The Luxor Buffet Is Gone. Your F&B Sacred Cow Might Be Next.
MGM just closed one of the last affordable buffets on the Strip, and the timing alongside their new all-inclusive package at Luxor tells you exactly where casino F&B strategy is headed. If you're still running a loss-leader restaurant because "guests expect it," this is your wake-up call.
I worked with a casino F&B director years ago who kept a spreadsheet he called "The Lie." It tracked every food outlet in the building... actual food cost, labor, waste, revenue per cover, the works. One column was labeled "What We Tell Ownership" and the next was "What It Actually Costs." The buffet was always the biggest gap between those two columns. Every single month. He'd show it to me sometimes after his shift, shaking his head. "We lose eleven dollars a cover and call it a marketing expense. At what point does the marketing expense become just... an expense?"

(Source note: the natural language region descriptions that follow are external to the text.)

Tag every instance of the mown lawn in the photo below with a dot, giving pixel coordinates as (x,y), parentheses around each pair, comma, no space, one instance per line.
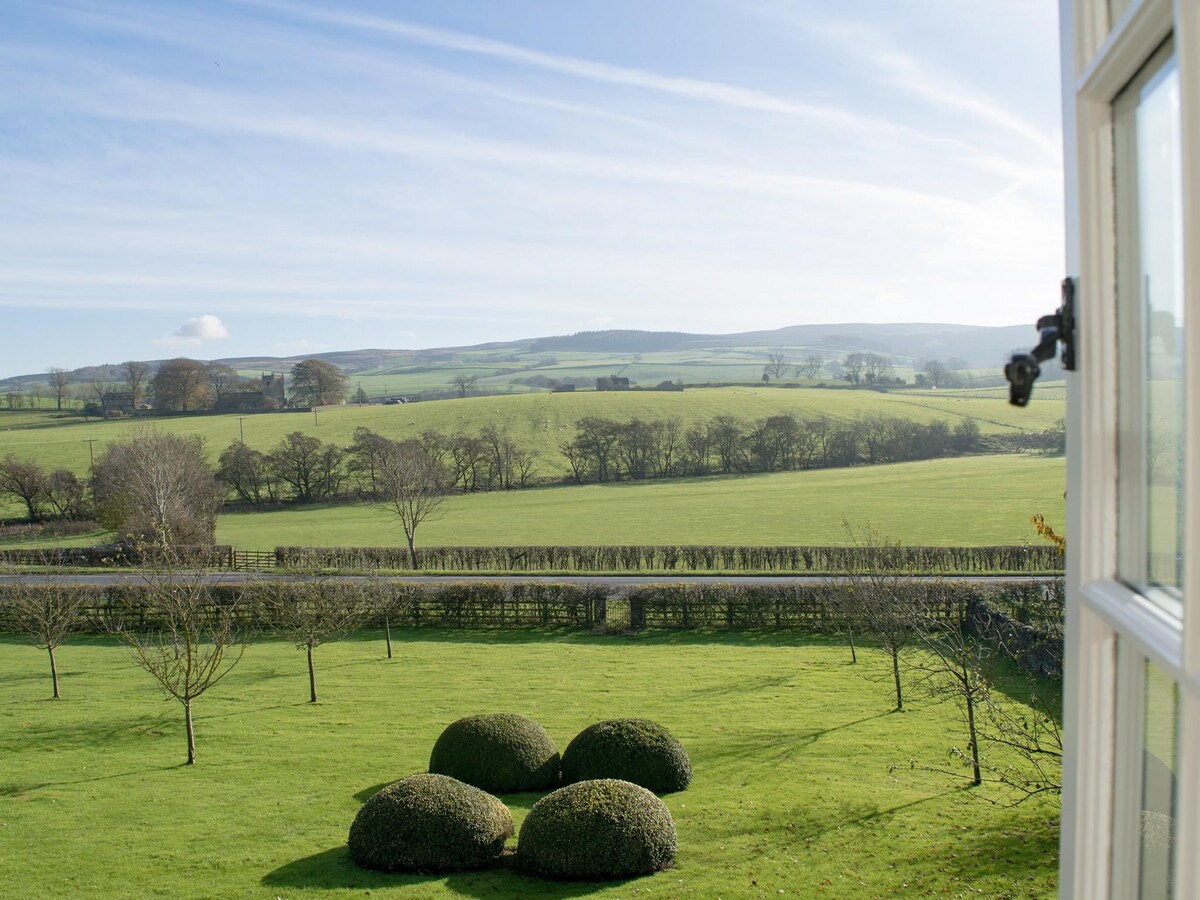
(802,780)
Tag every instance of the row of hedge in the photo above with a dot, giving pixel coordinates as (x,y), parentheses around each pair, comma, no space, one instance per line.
(948,561)
(804,607)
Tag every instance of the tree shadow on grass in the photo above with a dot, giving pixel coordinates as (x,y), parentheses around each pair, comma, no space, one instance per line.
(333,869)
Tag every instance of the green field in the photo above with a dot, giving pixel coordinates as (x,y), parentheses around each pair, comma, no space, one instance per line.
(541,421)
(971,501)
(793,795)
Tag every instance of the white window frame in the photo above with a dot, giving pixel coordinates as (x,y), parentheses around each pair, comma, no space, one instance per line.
(1109,628)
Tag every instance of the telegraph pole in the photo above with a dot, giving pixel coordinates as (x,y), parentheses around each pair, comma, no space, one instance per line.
(91,456)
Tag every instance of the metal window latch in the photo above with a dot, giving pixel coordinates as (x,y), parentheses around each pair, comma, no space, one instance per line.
(1024,367)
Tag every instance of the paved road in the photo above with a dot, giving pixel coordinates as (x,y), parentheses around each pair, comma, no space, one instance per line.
(611,581)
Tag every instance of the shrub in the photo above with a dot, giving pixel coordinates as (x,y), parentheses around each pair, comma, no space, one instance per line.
(501,753)
(597,829)
(429,823)
(631,750)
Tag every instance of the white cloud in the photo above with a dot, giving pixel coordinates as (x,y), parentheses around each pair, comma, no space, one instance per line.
(195,333)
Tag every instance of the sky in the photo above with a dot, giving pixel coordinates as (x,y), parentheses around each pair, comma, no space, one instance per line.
(286,177)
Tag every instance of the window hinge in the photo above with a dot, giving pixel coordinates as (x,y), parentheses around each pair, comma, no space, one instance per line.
(1024,367)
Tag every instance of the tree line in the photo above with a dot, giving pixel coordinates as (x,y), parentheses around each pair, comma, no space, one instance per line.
(609,450)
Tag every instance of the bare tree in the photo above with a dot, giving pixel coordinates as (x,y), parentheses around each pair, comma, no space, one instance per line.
(181,384)
(222,381)
(190,641)
(935,372)
(810,367)
(47,615)
(60,383)
(312,468)
(136,376)
(310,613)
(159,484)
(24,481)
(463,383)
(855,363)
(413,487)
(777,365)
(317,383)
(883,599)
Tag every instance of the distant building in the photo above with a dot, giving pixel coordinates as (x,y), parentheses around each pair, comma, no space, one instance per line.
(117,403)
(268,396)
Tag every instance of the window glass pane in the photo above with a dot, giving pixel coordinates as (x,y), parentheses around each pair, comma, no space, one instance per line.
(1116,10)
(1159,767)
(1150,293)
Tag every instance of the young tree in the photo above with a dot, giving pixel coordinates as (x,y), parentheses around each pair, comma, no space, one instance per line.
(190,641)
(221,381)
(60,383)
(853,364)
(310,613)
(136,377)
(413,487)
(810,367)
(249,473)
(317,383)
(886,603)
(777,365)
(463,383)
(181,384)
(23,481)
(312,468)
(952,666)
(159,484)
(47,615)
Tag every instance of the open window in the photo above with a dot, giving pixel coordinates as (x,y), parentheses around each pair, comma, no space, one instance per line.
(1132,684)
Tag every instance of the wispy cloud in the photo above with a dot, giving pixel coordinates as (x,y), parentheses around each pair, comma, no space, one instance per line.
(196,331)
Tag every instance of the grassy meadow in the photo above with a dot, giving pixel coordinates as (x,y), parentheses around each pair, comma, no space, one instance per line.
(793,795)
(970,501)
(540,421)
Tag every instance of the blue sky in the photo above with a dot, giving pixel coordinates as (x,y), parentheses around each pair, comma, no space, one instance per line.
(280,177)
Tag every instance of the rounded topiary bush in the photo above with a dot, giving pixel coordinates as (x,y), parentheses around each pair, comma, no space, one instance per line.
(429,823)
(597,829)
(501,753)
(630,749)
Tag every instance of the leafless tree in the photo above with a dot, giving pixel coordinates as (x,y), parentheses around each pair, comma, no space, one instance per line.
(60,381)
(25,481)
(810,367)
(311,467)
(181,384)
(855,363)
(883,599)
(317,383)
(463,383)
(935,372)
(136,376)
(413,487)
(47,615)
(310,613)
(777,365)
(185,637)
(159,484)
(222,381)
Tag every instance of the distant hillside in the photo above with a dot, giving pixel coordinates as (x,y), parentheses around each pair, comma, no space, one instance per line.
(649,357)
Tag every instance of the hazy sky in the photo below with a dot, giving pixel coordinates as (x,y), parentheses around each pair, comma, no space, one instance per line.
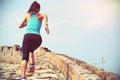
(84,29)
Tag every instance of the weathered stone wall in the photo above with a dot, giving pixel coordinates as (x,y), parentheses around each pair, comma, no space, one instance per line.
(72,69)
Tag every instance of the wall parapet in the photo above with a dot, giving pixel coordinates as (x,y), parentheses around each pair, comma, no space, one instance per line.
(71,68)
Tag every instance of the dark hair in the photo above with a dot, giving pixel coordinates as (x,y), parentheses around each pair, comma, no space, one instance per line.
(35,6)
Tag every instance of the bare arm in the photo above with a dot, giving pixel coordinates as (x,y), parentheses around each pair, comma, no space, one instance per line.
(46,23)
(24,23)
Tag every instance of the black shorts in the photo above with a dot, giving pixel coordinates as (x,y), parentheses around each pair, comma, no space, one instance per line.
(30,43)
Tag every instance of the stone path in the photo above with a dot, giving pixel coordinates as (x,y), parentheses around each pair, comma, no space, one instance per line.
(43,71)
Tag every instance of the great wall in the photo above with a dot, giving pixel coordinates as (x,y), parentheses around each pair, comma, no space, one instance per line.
(49,66)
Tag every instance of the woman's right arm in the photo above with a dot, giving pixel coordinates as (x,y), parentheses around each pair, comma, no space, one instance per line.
(24,23)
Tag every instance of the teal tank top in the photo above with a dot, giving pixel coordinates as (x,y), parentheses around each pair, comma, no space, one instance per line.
(33,25)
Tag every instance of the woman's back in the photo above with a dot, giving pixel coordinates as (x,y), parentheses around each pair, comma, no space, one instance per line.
(33,24)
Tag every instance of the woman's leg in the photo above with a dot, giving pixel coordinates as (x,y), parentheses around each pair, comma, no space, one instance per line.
(32,62)
(23,68)
(31,58)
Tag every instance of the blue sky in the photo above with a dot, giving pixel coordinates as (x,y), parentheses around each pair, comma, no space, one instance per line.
(84,29)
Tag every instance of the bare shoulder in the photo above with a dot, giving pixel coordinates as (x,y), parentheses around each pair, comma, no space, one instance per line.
(43,15)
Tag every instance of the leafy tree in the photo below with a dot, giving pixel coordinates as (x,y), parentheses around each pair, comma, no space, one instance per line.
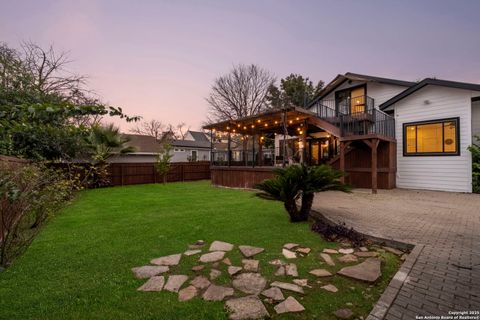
(163,161)
(299,183)
(294,90)
(475,150)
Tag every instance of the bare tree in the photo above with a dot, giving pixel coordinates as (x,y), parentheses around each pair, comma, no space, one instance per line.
(240,93)
(153,128)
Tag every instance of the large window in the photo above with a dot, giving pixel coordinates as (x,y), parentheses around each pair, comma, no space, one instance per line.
(436,137)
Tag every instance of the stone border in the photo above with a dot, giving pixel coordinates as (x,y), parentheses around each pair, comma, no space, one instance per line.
(383,304)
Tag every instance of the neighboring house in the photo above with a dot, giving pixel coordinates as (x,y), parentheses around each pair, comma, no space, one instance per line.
(434,124)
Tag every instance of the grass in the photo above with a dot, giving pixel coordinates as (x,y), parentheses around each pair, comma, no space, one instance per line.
(79,265)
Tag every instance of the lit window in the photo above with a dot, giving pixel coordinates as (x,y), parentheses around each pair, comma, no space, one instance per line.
(439,137)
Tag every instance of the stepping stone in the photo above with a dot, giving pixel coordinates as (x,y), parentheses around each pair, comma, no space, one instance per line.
(153,284)
(171,260)
(198,268)
(290,246)
(328,260)
(393,250)
(289,254)
(280,271)
(330,287)
(250,283)
(175,282)
(330,251)
(348,258)
(287,286)
(343,313)
(217,293)
(187,293)
(301,282)
(346,251)
(369,270)
(191,252)
(289,305)
(303,250)
(246,308)
(249,251)
(200,282)
(212,256)
(291,270)
(276,262)
(250,265)
(148,271)
(274,293)
(220,246)
(232,270)
(214,274)
(366,254)
(320,273)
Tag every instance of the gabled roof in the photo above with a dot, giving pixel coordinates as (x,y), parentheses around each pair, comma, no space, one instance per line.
(426,82)
(341,78)
(198,135)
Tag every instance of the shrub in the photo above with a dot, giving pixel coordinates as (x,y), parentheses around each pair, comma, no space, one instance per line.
(29,194)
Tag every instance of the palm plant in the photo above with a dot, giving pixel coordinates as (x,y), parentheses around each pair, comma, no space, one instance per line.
(300,183)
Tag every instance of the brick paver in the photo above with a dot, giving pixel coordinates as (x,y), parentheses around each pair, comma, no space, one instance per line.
(446,275)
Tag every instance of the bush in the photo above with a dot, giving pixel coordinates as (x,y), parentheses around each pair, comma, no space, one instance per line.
(29,194)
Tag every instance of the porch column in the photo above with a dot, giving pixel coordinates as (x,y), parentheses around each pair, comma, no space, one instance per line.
(374,146)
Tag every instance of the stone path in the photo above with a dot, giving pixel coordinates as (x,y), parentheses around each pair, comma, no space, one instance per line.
(446,275)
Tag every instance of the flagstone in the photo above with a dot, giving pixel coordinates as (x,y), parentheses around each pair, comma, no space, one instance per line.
(171,260)
(369,270)
(220,246)
(274,293)
(217,293)
(328,260)
(250,283)
(320,273)
(287,286)
(249,251)
(289,305)
(187,293)
(153,284)
(212,256)
(175,282)
(244,308)
(149,271)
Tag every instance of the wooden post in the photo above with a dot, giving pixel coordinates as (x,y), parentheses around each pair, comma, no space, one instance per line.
(374,145)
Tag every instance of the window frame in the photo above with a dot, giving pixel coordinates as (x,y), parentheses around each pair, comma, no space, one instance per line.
(428,154)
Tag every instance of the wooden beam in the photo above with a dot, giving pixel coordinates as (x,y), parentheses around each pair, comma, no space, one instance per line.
(374,145)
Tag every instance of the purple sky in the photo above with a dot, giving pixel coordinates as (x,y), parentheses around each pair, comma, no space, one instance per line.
(158,59)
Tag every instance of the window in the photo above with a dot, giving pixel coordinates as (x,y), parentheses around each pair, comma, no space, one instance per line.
(436,137)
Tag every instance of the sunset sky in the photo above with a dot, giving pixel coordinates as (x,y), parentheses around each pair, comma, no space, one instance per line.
(158,59)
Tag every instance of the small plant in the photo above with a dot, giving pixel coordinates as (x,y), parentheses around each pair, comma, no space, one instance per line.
(300,183)
(163,161)
(475,150)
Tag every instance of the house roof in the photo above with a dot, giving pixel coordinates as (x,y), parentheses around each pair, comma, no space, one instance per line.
(143,143)
(426,82)
(198,135)
(191,144)
(341,78)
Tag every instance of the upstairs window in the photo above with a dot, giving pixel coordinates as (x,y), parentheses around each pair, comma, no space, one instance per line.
(436,137)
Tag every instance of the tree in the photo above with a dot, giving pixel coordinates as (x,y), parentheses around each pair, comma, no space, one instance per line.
(240,93)
(102,143)
(163,161)
(294,90)
(300,182)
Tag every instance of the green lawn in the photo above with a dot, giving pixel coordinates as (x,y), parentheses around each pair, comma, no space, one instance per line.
(79,265)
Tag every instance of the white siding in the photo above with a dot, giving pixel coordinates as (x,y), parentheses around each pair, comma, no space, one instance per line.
(476,118)
(447,173)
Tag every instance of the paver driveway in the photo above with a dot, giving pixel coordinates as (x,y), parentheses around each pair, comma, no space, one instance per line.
(446,275)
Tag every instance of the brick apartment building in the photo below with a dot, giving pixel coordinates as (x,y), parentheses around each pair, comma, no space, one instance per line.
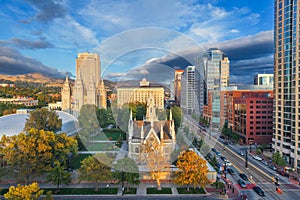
(248,112)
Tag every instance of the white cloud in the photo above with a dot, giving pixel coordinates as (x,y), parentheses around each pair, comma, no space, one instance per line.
(68,33)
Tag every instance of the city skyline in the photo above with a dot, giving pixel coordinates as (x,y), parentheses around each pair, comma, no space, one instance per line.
(35,42)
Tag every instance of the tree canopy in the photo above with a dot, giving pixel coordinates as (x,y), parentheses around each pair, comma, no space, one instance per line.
(33,153)
(24,192)
(126,168)
(192,170)
(96,169)
(43,119)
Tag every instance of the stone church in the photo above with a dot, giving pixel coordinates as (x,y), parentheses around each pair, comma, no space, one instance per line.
(151,130)
(88,87)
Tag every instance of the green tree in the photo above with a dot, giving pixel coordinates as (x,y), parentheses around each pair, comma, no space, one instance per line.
(278,159)
(126,170)
(33,153)
(192,170)
(24,192)
(88,123)
(43,119)
(58,175)
(96,169)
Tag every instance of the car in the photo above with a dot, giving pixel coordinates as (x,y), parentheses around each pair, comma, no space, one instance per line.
(264,162)
(228,163)
(242,183)
(230,171)
(244,176)
(223,158)
(259,191)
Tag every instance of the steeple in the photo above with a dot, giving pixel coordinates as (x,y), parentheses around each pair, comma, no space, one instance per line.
(151,112)
(161,132)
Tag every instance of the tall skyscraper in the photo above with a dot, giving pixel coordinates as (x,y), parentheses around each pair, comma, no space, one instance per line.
(188,100)
(216,69)
(88,87)
(286,81)
(264,79)
(177,84)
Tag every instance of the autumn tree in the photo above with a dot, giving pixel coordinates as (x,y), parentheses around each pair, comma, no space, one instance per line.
(96,169)
(155,158)
(88,123)
(58,175)
(126,170)
(24,192)
(192,170)
(33,153)
(43,119)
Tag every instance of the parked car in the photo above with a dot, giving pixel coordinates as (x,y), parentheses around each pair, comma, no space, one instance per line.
(244,176)
(242,183)
(273,167)
(223,158)
(230,171)
(259,191)
(264,162)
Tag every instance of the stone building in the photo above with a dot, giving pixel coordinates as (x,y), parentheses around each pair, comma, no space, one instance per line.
(88,87)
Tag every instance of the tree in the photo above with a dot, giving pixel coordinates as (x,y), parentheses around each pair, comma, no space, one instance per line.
(278,159)
(126,170)
(192,170)
(58,175)
(43,119)
(155,158)
(88,123)
(26,192)
(34,153)
(96,169)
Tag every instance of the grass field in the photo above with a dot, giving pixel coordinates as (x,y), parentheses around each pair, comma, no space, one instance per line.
(162,191)
(191,191)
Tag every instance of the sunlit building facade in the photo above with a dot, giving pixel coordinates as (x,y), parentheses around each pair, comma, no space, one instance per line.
(286,81)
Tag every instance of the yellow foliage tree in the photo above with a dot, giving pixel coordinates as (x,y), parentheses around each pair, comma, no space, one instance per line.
(24,192)
(192,170)
(155,158)
(34,152)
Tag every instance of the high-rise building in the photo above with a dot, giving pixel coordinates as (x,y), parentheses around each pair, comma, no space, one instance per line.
(264,79)
(188,100)
(88,87)
(286,77)
(177,84)
(216,69)
(128,94)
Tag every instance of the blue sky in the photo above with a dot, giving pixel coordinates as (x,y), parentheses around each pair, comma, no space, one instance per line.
(46,36)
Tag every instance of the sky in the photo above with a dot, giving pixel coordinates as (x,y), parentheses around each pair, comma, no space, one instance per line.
(135,38)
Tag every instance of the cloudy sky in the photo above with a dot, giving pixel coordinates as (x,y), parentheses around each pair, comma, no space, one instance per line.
(136,37)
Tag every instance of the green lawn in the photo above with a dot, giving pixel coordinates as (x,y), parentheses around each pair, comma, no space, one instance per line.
(78,159)
(81,191)
(110,134)
(101,147)
(162,191)
(191,191)
(131,191)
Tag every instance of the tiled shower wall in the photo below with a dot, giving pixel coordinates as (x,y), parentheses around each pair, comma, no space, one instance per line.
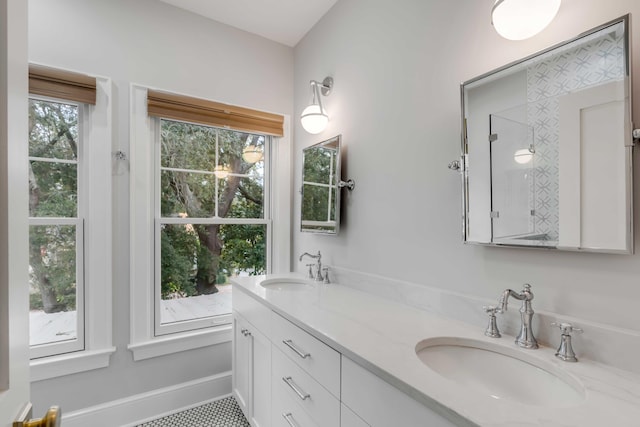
(552,76)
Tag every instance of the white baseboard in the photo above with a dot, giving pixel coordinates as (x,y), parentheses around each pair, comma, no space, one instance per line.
(153,404)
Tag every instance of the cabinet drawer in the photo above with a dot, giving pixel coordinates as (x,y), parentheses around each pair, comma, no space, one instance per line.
(256,313)
(320,405)
(318,359)
(286,411)
(348,418)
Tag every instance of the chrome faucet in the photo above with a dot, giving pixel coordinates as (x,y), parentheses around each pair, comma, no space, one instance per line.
(525,338)
(318,277)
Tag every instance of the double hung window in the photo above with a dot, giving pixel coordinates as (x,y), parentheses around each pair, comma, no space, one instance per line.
(56,226)
(69,222)
(212,221)
(204,201)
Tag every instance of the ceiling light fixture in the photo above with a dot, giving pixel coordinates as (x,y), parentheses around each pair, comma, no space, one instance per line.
(521,19)
(221,171)
(314,118)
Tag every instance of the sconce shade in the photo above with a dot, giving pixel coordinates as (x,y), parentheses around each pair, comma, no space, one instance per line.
(521,19)
(252,154)
(314,119)
(523,156)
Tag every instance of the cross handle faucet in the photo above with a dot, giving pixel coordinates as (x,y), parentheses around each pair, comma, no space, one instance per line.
(525,338)
(318,277)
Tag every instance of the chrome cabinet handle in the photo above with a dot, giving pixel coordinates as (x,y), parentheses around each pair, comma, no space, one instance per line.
(289,419)
(301,394)
(289,343)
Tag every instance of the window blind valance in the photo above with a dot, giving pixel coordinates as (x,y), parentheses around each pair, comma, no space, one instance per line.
(62,84)
(195,110)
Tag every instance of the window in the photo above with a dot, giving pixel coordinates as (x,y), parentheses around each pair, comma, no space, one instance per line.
(213,221)
(69,222)
(56,226)
(210,198)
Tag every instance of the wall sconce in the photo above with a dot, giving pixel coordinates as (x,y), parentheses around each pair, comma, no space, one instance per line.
(521,19)
(252,153)
(524,155)
(221,171)
(314,118)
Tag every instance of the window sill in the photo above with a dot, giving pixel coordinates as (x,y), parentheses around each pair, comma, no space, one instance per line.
(71,363)
(175,343)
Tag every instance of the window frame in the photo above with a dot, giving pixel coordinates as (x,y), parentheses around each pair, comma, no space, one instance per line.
(96,132)
(211,321)
(144,344)
(68,346)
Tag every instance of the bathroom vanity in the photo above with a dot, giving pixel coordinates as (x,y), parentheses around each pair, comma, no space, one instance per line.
(310,354)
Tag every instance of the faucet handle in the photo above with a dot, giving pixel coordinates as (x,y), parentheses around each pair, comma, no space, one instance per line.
(492,329)
(565,350)
(490,309)
(325,270)
(567,328)
(310,272)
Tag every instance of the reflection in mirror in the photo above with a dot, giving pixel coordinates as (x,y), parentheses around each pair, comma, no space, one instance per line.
(320,212)
(547,145)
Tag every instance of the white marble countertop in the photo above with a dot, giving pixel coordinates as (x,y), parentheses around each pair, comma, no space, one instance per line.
(381,336)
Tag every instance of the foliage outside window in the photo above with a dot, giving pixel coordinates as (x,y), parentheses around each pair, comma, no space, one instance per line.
(211,225)
(56,227)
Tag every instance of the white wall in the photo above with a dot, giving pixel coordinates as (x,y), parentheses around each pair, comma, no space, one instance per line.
(397,67)
(150,43)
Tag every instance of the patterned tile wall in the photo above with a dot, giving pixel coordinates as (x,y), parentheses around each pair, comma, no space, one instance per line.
(599,61)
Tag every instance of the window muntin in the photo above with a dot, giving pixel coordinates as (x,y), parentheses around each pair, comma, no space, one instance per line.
(210,226)
(56,229)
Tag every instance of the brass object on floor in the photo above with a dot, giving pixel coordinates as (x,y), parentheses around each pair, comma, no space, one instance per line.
(52,418)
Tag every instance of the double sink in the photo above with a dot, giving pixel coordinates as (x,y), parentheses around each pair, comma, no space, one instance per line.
(489,368)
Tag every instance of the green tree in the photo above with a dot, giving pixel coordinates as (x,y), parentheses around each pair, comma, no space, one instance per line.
(53,136)
(196,251)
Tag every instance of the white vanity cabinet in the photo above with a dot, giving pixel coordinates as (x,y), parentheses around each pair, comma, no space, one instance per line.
(380,404)
(251,361)
(285,377)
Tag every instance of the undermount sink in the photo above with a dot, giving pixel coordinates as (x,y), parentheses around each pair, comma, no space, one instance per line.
(286,283)
(500,372)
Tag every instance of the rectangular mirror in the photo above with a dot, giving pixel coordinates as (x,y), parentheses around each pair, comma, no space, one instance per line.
(547,148)
(320,210)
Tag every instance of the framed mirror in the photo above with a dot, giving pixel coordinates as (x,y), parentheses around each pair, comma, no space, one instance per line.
(547,148)
(320,208)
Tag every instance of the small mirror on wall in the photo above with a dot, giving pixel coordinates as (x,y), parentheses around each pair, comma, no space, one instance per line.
(547,148)
(321,184)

That question finally got answered at the Luxor. MGM shut down the buffet on March 30th. It was running breakfast and lunch only, $31.99 a head, one of the cheapest options left on the Strip. And here's what makes this interesting... it wasn't just a closure. It was a swap. One week before they pulled the plug, MGM announced an all-inclusive package at the Luxor starting at $330 for a two-night stay that bundles dining at Diablo's Cantina, Pyramid Café, Public House, and Backstage Deli. They didn't eliminate the value proposition. They restructured it so the guest pays upfront and the revenue flows to outlets where MGM actually controls food cost, labor, and margin. That's not a retreat from affordable dining. That's a financial engineering move disguised as a menu change.
The Strip is down to eight buffets total. Half of them are still MGM properties. The ones that survived... Bacchanal at Caesars, the Wynn buffet... repositioned as premium experiences at $70-80 per person. They're destinations, not loss leaders. Everything in the middle is disappearing, replaced by food halls like Block 16 at the Cosmopolitan and Proper Eats at ARIA. Food halls need fewer cooks, generate less waste, and let you rotate concepts without a full restaurant buildout. The math is brutal for traditional buffets... you need bodies to run a buffet line, bodies to bus it, bodies to keep it stocked, and the guest is incentivized to eat as much as possible. In a labor market where you can't staff a normal restaurant, running an all-you-can-eat operation at $32 a head is basically setting money on fire in a very organized fashion.
But here's what this really means for operators outside of Vegas, because this pattern isn't unique to the Strip. Every hotel in America has at least one F&B outlet that exists because "guests expect it" rather than because it makes financial sense. The breakfast buffet that costs you $14 per cover in food and labor while you charge $22. The lobby bar that's staffed from 4 PM to midnight but only does real volume from 6 to 9. The room service menu that requires a dedicated line cook for twelve covers a night. These are all versions of the same decision MGM just made at the Luxor. The question isn't whether the outlet is popular. The question is whether the revenue it generates (directly and indirectly) justifies the fully loaded cost of running it. And "we've always had it" is not a financial justification... it's inertia with a menu.
What MGM did right is they didn't just kill the buffet and leave a hole. They redirected the value into a bundled package that captures the spend upfront and steers it to better-margin outlets. That's the template. If you're going to eliminate a loss leader, you need to replace the PERCEPTION of value, not just the outlet. The guest who came to the Luxor for the $32 buffet wasn't coming for the food. They were coming for the deal. MGM is now selling them a different deal that happens to be more profitable. Same psychology. Better economics.
If you're an F&B director or a GM with a money-losing outlet you've been defending with "it drives room bookings" or "guests expect it"... pull the P&L on that outlet this week. Not the revenue line. The fully loaded cost including allocated labor, food waste, utilities, and the management hours you spend dealing with it. Then ask yourself the MGM question: can I replace this with something that delivers the same guest perception of value at half the operating cost? A curated grab-and-go, a local restaurant partnership, a bundled package that redirects spend to your profitable outlets. The answer doesn't have to be "close it tomorrow." But the answer can't keep being "we've always had it." That's what I call the False Profit Filter... some of these outlets look like they're contributing when they're actually starving your margins and you've just gotten used to the pain. Bring the real number to your owner before they read about MGM's move and start asking questions you haven't prepared for.